Glee

Glee


For a large chunk of my professional writing career, I wrote about children. I interviewed experts on crawling and sleeping and temper tantrums. I shared what I learned with the readers of Parents or Working Mother or some other magazine. Then I wrote a book about how too much expert advice can make us crazy. Suffice it to say, I didn’t write as much about child rearing after that! But I think about children every day because I have three daughters and because creating a family with Tom continues to be the great adventure of my life.

So this post is about glee. It’s about the soundtrack of the TV show Glee, which blared from the car stereo when I drove to Maryland yesterday. Celia and I listen to this when we’re driving together, and I’ve come to love it for that reason. The night before, at a crazy busy restaurant in Herndon, we bought a schmaltzy Austrian accordion CD because we sat next to the Viennese accordion player – and Suzanne is studying in Vienna. And last but not least, as I drove back yesterday from Maryland, I listened to the U.S.-Canada Olympic gold-medal match, because Claire has gotten me excited about ice hockey.

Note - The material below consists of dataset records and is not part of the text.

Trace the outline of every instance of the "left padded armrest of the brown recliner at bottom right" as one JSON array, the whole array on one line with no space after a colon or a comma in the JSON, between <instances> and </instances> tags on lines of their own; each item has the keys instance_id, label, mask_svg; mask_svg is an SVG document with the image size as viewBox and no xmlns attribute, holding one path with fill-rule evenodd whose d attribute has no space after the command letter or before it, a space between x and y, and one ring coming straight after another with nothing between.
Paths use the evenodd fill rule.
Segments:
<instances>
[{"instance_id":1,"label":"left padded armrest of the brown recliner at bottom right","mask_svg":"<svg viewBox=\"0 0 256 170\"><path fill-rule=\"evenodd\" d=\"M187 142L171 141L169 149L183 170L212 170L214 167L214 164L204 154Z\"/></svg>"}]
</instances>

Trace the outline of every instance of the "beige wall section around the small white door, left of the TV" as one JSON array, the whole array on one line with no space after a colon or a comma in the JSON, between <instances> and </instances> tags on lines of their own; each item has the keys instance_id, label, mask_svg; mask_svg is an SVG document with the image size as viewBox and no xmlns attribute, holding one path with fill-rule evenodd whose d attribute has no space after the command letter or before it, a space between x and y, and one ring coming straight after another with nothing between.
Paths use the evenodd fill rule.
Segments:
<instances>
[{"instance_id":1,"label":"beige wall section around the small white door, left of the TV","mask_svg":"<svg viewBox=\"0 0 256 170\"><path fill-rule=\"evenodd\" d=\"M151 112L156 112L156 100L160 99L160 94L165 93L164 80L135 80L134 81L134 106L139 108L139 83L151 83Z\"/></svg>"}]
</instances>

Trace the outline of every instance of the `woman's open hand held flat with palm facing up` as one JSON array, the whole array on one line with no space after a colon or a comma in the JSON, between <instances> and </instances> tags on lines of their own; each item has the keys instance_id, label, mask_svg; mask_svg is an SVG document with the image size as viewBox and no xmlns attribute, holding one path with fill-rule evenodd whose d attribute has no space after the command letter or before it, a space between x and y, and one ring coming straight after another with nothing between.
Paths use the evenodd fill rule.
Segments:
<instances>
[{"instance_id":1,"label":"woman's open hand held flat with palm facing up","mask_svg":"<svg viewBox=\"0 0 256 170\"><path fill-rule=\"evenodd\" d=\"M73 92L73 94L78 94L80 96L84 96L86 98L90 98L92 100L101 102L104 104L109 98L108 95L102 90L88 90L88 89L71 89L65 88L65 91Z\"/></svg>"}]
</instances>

When our children are young, we guide them and shape them; we are their world. As they grow up, they take us into worlds we could not have imagined. They remind us what life was like when we were just coming alive to it. And that, in itself, is reason for glee.

One thought on “Glee

  1. I never played games much growing up; I was a terrible loser, prone to temper tantrums and tossing over game boards. But Jordan loves games of every kind, and has ever since his first go at Candyland at 2. In the intervening 5 years I have learned not only how to play games, but also, inevitably, how to lose gracefully to my son. Thanks, Anne, for this piece!